Results and Discussion

The effectiveness of the proposed method is compared to models trained on the source domain and directly tested on the target domain as well as models trained with the combined source domain labeled training data and target domain pseudo-labeled training data with the conventional optimization method. Figure 3 plots the DSC and ASSD metrics. Overall, the models trained and tested in the same domain achieve the best results. Our proposed cross-domain cross-network optimization method outperforms the two comparison methods for unsupervised domain adaptations of prostate segmentation DL models. Particularly, when transferring models from Domain 1 to Domain 2, our method enhances the average DSC by more than 30% (from 45.8% to 80.0%). Figure 4 gives the segmentation results of an example case. Our proposed method achieves much better segmentation maps compared to direct model testing on the target domain.

Conclusion

In this study, an unsupervised domain adaptation method is proposed that can substantially enhance the cross-domain prostate segmentation performance of DL models without utilizing target domain labels. The method addresses a typical issue in clinical applications of DL models that they are largely affected by the training data, and MR images with different properties are commonly acquired by different operators due to the different imaging parameters or different machines utilized. Therefore, our method has a high potential in real clinical applications.

Acknowledgements

This research was partly supported by Scientific and Technical Innovation 2030 - "New Generation Artificial Intelligence" Project (2020AAA0104100, 2020AAA0104105), the National Natural Science Foundation of China (61871371, 81830056), Key-Area Research and Development Program of Guangdong Province (2018B010109009), the Basic Research Program of Shenzhen (JCYJ20180507182400762), Youth Innovation Promotion Association Program of Chinese Academy of Sciences (2019351).

References

[1] Siegel, R. L., Miller, K. D. & Jemal, A. Cancer statistics, 2020. CA. Cancer J. Clin. 70, 7–30 (2020).
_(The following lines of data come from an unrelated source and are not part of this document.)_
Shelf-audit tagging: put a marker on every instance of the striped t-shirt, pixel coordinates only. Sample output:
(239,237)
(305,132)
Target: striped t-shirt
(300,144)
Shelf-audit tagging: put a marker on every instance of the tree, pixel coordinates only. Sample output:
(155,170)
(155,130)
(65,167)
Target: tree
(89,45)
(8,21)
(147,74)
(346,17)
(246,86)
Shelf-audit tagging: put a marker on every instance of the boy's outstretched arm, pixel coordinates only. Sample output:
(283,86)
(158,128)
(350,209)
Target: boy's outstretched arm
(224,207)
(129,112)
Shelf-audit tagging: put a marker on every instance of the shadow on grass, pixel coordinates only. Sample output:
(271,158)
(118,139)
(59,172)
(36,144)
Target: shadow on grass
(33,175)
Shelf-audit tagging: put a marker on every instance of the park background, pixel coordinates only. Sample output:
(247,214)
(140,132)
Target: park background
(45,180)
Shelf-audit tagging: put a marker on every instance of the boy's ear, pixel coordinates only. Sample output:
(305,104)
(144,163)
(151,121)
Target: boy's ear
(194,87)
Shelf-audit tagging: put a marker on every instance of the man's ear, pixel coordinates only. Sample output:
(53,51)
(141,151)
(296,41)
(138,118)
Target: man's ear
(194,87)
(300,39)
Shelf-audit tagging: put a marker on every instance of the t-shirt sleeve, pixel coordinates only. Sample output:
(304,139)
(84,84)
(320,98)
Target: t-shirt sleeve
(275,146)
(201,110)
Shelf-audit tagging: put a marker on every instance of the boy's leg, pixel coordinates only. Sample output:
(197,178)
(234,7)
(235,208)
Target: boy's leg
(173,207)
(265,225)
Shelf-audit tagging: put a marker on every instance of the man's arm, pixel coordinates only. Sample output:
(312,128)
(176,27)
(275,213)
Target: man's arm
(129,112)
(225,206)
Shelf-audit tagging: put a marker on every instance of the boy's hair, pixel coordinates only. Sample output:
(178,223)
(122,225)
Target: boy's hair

[2] Litjens, G. et al. Evaluation of prostate segmentation algorithms for MRI: The PROMISE12 challenge. Med. Image Anal. 18, 359–373 (2014).

[3] Milletari, F., Navab, N. & Ahmadi, S.-A. V-Net: Fully convolutional neural networks for volumetric medical image segmentation. in International Conference on 3D Vision (3DV) 565–571 (2016).

[4] Jia, H. et al. 3D APA-Net: 3D adversarial pyramid anisotropic convolutional network for prostate segmentation in MR images. IEEE Trans. Med. Imaging 39, 447–457 (2020).

[5] Liu, Q., Dou, Q., Yu, L. & Heng, P. A. MS-Net: Multi-site network for improving prostate segmentation with heterogeneous MRI data. IEEE Trans. Med. Imaging 39, 2713–2724 (2020).

[6] Vohra, Y. et al. Data distillation: towards omni-supervised learning. in IEEE Conference on Computer Vision and Pattern Recognition (CVPR) 4119–4128 (IEEE, 2018).

[7] Lakshminarayanan, B., Pritzel, A. & Blundell, C. Simple and scalable predictive uncertainty estimation using deep ensembles. in Conference on Neural Information Processing Systems (NeurIPS) (2017).

[8] Han, B. et al. Co-teaching: Robust training of deep neural networks with extremely noisy labels. in Conference on Neural Information Processing Systems (NeurIPS) (2018).

[9] Falk, T. et al. U-Net: deep learning for cell counting, detection, and morphometry. Nat. Methods 16, 67–70 (2019).

[10] NCI-ISBI 2013 challenge: automated segmentation of prostate structures. (2013).

Figures

Figure 1. The proposed framework. Source domain labeled training data are employed first to train a network that generates pseudo labels for the target domain unlabeled training data. Then, the combined source domain labeled training data and target domain pseudo-labeled training data are utilized to achieve our proposed cross-domain cross-network optimization.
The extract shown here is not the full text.